Oregon law going into effect allows cities, counties to set speed limits

PORTLAND, Ore. (KGW) — An Oregon law that will go into effect in 2023 will allow city and county officials to designate speed limits. It’s a shift from the current process where the authority lies with the Oregon Department of Transportation and a handful of traffic engineers.

Since the start of 2022, more than 65 people have been killed on Portland streets — the most in decades.

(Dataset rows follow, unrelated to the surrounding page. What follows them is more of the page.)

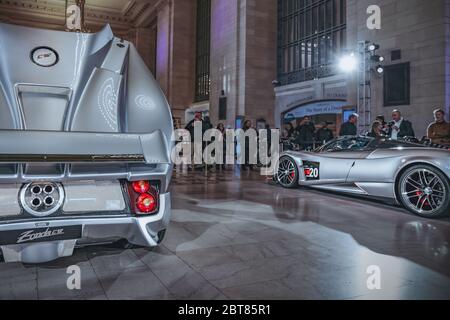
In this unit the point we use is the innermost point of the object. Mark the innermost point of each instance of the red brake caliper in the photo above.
(424, 201)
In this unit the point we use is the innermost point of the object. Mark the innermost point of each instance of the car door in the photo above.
(333, 163)
(334, 166)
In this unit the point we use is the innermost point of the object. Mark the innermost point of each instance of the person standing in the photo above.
(377, 130)
(385, 127)
(305, 133)
(290, 130)
(439, 131)
(198, 120)
(223, 132)
(349, 128)
(246, 166)
(324, 134)
(399, 127)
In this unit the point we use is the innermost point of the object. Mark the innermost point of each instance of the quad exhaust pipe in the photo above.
(49, 201)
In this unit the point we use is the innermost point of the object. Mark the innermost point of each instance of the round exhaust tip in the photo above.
(36, 202)
(36, 190)
(49, 189)
(49, 201)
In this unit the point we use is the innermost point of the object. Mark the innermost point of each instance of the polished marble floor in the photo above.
(237, 236)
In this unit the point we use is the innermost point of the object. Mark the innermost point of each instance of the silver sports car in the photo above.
(414, 175)
(85, 141)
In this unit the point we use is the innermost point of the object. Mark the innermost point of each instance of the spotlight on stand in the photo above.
(348, 63)
(377, 58)
(379, 69)
(276, 83)
(373, 47)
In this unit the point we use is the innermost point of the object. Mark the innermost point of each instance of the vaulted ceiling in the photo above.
(121, 14)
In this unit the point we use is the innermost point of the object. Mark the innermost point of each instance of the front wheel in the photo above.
(425, 191)
(287, 174)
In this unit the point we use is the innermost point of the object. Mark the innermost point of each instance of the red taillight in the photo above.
(146, 203)
(141, 186)
(144, 197)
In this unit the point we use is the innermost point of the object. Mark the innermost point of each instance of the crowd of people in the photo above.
(207, 125)
(305, 135)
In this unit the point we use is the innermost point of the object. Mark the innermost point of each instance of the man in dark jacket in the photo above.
(399, 127)
(349, 128)
(324, 134)
(305, 133)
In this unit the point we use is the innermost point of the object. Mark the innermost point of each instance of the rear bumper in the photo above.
(141, 231)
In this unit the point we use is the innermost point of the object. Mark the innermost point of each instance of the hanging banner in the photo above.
(323, 107)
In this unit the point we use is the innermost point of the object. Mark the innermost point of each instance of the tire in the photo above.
(287, 174)
(124, 244)
(424, 191)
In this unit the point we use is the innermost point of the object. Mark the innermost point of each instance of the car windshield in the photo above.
(346, 144)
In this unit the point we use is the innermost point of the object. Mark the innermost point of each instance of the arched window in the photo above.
(202, 77)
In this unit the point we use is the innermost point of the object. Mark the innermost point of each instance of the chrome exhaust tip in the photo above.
(36, 190)
(49, 201)
(49, 189)
(36, 203)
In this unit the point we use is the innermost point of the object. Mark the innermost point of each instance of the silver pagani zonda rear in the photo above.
(416, 176)
(85, 141)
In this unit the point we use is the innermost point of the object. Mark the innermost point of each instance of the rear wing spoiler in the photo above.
(20, 146)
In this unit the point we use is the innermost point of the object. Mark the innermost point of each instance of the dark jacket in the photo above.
(406, 130)
(305, 134)
(324, 134)
(348, 129)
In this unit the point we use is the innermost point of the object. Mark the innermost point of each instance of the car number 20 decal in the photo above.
(312, 170)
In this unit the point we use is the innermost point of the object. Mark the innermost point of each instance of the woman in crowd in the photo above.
(377, 130)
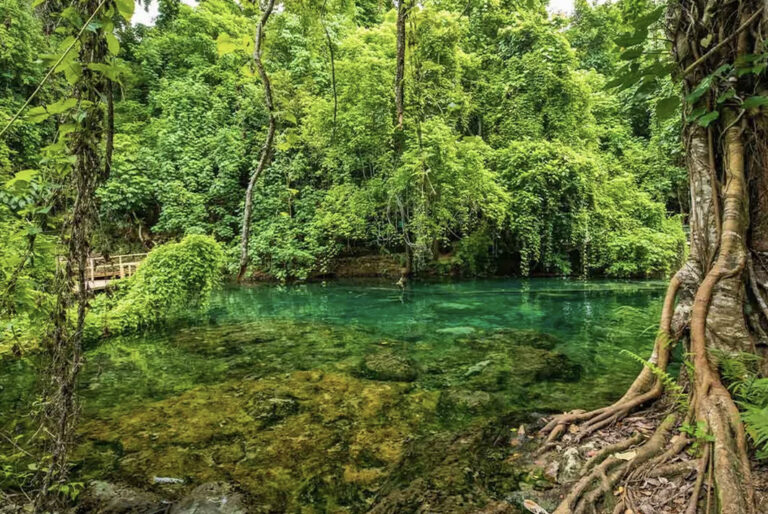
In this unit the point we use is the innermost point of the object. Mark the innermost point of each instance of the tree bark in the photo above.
(716, 302)
(399, 132)
(64, 342)
(266, 149)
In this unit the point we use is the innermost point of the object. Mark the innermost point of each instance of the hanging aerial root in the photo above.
(646, 387)
(701, 469)
(588, 491)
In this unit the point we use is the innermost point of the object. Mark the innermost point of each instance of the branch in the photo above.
(50, 72)
(724, 42)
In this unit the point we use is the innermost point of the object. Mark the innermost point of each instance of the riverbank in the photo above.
(348, 396)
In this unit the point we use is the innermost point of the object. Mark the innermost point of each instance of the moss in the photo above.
(347, 431)
(388, 365)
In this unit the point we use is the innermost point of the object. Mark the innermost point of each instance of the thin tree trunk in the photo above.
(402, 15)
(399, 132)
(331, 53)
(708, 304)
(64, 343)
(266, 149)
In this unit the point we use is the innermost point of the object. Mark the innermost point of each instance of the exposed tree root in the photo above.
(646, 387)
(606, 475)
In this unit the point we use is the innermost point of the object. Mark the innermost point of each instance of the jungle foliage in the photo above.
(516, 156)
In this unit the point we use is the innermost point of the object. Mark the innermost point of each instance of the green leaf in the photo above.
(225, 44)
(645, 21)
(61, 106)
(667, 107)
(699, 90)
(112, 72)
(632, 38)
(37, 115)
(696, 113)
(125, 8)
(755, 101)
(632, 53)
(113, 45)
(21, 179)
(708, 118)
(289, 116)
(726, 96)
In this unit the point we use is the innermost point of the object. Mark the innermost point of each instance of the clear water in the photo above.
(267, 366)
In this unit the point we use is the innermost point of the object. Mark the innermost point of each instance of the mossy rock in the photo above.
(388, 366)
(515, 337)
(212, 498)
(462, 402)
(559, 367)
(268, 410)
(465, 472)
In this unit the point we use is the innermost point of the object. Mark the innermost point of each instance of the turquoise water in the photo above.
(345, 375)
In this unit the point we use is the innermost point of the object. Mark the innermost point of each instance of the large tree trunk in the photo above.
(64, 341)
(723, 279)
(399, 132)
(266, 149)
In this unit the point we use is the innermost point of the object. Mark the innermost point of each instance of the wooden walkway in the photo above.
(102, 270)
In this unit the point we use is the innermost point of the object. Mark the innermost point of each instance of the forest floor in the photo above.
(646, 494)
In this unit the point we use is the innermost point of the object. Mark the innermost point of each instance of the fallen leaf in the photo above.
(626, 455)
(534, 507)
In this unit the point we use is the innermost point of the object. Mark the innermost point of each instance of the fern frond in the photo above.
(756, 423)
(670, 384)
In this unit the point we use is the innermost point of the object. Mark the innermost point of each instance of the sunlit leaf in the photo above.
(708, 118)
(667, 107)
(125, 8)
(755, 101)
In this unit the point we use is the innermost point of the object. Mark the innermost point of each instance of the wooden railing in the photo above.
(100, 270)
(117, 266)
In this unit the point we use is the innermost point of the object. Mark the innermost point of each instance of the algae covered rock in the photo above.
(558, 367)
(454, 402)
(211, 498)
(105, 498)
(268, 410)
(388, 366)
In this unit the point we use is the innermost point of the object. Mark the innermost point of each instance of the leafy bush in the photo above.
(173, 278)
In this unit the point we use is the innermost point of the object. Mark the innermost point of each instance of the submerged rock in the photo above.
(388, 366)
(456, 331)
(458, 402)
(105, 498)
(211, 498)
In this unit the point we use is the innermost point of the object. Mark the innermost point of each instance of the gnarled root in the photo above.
(646, 387)
(606, 475)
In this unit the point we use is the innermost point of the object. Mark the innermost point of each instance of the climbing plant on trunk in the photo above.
(266, 149)
(715, 305)
(88, 64)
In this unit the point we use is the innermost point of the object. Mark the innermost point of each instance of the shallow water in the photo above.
(308, 396)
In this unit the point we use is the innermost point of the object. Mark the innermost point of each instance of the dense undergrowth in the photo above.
(514, 151)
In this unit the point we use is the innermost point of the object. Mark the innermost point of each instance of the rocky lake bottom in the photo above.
(348, 397)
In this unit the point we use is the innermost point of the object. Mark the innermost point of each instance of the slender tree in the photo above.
(399, 131)
(715, 304)
(91, 165)
(266, 149)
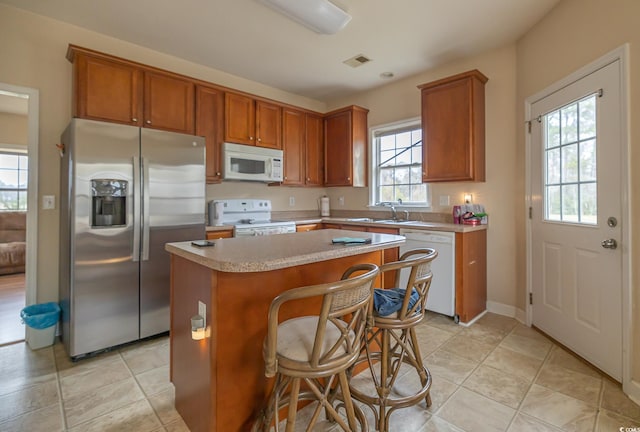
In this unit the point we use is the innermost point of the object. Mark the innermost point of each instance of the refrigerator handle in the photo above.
(145, 211)
(135, 253)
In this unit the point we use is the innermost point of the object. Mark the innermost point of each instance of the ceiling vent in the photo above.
(358, 60)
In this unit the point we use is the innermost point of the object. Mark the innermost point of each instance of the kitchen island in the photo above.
(219, 380)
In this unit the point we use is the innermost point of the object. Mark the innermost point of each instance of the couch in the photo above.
(13, 230)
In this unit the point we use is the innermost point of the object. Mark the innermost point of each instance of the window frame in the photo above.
(374, 161)
(7, 150)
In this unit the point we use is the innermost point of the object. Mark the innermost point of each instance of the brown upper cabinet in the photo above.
(252, 122)
(110, 89)
(210, 124)
(453, 129)
(302, 146)
(345, 149)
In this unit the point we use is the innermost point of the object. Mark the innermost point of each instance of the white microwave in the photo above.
(243, 162)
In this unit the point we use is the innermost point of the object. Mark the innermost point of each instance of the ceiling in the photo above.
(247, 39)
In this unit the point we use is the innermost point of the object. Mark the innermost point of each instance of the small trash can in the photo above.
(41, 320)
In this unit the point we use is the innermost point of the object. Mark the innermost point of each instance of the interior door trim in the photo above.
(621, 54)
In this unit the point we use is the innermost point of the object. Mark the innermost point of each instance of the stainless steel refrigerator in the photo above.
(124, 192)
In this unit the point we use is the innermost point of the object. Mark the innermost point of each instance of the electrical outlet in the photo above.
(48, 202)
(202, 311)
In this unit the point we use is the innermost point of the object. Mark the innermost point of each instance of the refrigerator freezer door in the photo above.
(173, 204)
(104, 277)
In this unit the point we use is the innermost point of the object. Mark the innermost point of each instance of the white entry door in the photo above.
(576, 217)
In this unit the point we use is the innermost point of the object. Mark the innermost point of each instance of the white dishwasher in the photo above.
(442, 292)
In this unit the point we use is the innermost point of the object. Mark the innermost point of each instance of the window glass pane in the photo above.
(388, 142)
(589, 203)
(553, 203)
(553, 129)
(569, 124)
(416, 176)
(553, 166)
(399, 169)
(588, 160)
(570, 203)
(8, 161)
(8, 178)
(570, 163)
(403, 140)
(588, 118)
(386, 193)
(403, 193)
(386, 176)
(419, 193)
(387, 158)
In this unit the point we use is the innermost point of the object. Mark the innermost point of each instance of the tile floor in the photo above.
(496, 375)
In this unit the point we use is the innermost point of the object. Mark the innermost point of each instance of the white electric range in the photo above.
(252, 217)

Even more people have been injured in crashes.

“We have seen yet another tragic year of fatalities and serious injuries on our streets,” said Hannah Schafer of the Portland Bureau of Transportation.

One would argue that lowering speed limits might very well save lives and make streets safer, but changing speed limits has been no easy task.

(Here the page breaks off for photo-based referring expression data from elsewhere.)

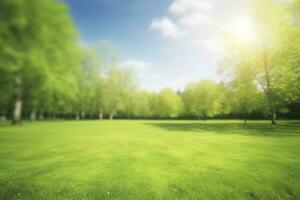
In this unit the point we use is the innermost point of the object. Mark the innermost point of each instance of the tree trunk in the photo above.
(17, 112)
(3, 116)
(33, 115)
(82, 115)
(41, 115)
(100, 115)
(245, 118)
(269, 91)
(77, 116)
(274, 122)
(111, 116)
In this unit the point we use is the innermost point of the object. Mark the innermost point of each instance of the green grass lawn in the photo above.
(150, 160)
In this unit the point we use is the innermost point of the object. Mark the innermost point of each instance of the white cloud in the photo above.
(138, 65)
(167, 27)
(188, 19)
(191, 21)
(182, 7)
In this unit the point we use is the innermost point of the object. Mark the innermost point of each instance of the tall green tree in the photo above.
(202, 99)
(37, 47)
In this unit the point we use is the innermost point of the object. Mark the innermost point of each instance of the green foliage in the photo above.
(166, 104)
(202, 99)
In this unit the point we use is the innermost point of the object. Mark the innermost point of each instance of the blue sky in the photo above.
(168, 42)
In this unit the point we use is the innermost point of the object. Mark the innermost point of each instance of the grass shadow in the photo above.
(283, 129)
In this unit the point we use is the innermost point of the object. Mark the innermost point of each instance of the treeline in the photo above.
(46, 73)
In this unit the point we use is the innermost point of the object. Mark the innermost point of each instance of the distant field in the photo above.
(150, 160)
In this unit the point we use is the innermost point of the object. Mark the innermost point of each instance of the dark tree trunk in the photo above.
(17, 112)
(100, 115)
(3, 116)
(82, 115)
(111, 116)
(245, 118)
(269, 90)
(33, 115)
(41, 115)
(77, 116)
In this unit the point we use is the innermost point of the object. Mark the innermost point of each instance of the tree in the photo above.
(35, 47)
(166, 104)
(202, 99)
(267, 56)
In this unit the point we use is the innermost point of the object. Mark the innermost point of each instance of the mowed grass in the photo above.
(150, 160)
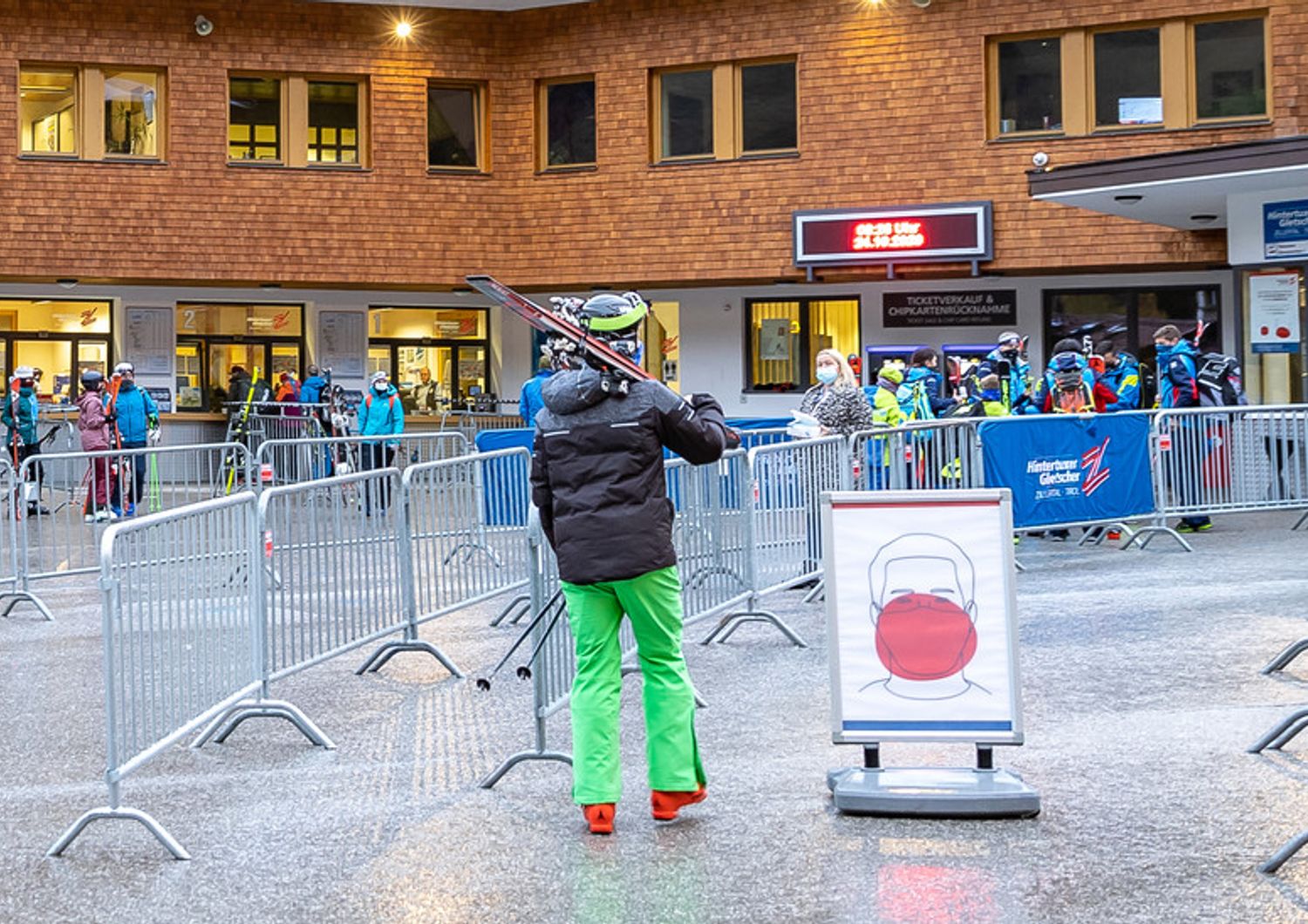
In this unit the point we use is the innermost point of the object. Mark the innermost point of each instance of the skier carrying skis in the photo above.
(596, 476)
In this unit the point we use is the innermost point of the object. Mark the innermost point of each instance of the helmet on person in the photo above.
(617, 321)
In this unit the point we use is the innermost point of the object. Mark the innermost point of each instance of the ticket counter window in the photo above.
(50, 335)
(214, 337)
(436, 357)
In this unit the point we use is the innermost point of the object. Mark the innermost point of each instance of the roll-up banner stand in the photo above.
(921, 612)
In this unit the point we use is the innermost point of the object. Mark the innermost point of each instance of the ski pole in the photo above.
(484, 683)
(525, 669)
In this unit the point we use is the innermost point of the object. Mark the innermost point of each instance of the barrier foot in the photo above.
(729, 623)
(522, 756)
(471, 547)
(1278, 859)
(521, 602)
(390, 649)
(1148, 533)
(170, 845)
(18, 596)
(1281, 733)
(220, 730)
(1287, 655)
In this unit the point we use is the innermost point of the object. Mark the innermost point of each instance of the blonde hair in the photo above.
(847, 374)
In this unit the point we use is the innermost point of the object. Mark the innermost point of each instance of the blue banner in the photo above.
(1070, 469)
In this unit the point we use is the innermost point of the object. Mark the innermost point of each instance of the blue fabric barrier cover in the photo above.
(1070, 469)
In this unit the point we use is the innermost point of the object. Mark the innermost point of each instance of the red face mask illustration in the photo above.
(925, 636)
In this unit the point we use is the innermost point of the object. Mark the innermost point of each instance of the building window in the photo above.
(297, 122)
(568, 123)
(1030, 85)
(1127, 78)
(254, 125)
(131, 114)
(89, 112)
(332, 122)
(455, 126)
(725, 112)
(436, 357)
(47, 335)
(784, 339)
(214, 337)
(1230, 70)
(1171, 75)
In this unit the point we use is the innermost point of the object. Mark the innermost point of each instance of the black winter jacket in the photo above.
(596, 472)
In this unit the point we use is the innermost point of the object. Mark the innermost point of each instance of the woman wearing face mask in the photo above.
(836, 400)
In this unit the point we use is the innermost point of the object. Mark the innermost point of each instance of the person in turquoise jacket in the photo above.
(381, 413)
(21, 411)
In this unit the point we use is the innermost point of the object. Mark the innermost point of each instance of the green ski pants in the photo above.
(653, 602)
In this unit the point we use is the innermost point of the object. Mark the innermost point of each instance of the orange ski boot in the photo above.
(599, 817)
(664, 805)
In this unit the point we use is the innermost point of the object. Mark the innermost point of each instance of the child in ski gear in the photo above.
(596, 476)
(379, 415)
(21, 412)
(1177, 387)
(920, 395)
(1122, 376)
(836, 402)
(1014, 387)
(528, 399)
(135, 421)
(93, 428)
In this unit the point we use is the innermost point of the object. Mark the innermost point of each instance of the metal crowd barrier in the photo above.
(782, 523)
(290, 462)
(63, 499)
(180, 615)
(467, 539)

“We have five people for the entire state which you can imagine creates a bit of a backlog when it comes to requests from cities and jurisdictions about speed limit changes,” said Matt Noble of ODOT.

The process Noble describes will soon be easier thanks to the new state law.

RELATED: Portland pedestrian deaths have reached a 70-year high, police say

“It’s going to provide local governments with the authority to set their own speed limits which should very much speed up the process, make it more effective because they know their local roads best,” Noble said.

Beginning Jan. 1, Oregon’s 241 cities, as well as Multnomah and Clackamas counties, can begin applying for the authority to designate speed limits in their respective jurisdictions.

“Having local authority over speeds is really, really crucial when we’re trying to lower speeds and create safer conditions around the city,” Schafer said.

Schafer said PBOT has yet to identify specific streets or even high crash corridors in need of immediate speed limit changes.

“We are excited though for this opportunity and doing the necessary paperwork to get that full authority from the state,” she said.

Perhaps there is no better time for this than now as a record number of people are either dying or getting injured in crashes on Portland streets.

“Speed continues to be a key factor in those fatalities and serious injuries,” Schafer said.

ODOT is not completely washing its hands of speed limit oversight. While Oregon’s cities, along with Multnomah and Clackamas counties, will now be able to handle speed limits in their jurisdictions, ODOT will continue to manage speed limits on state roads.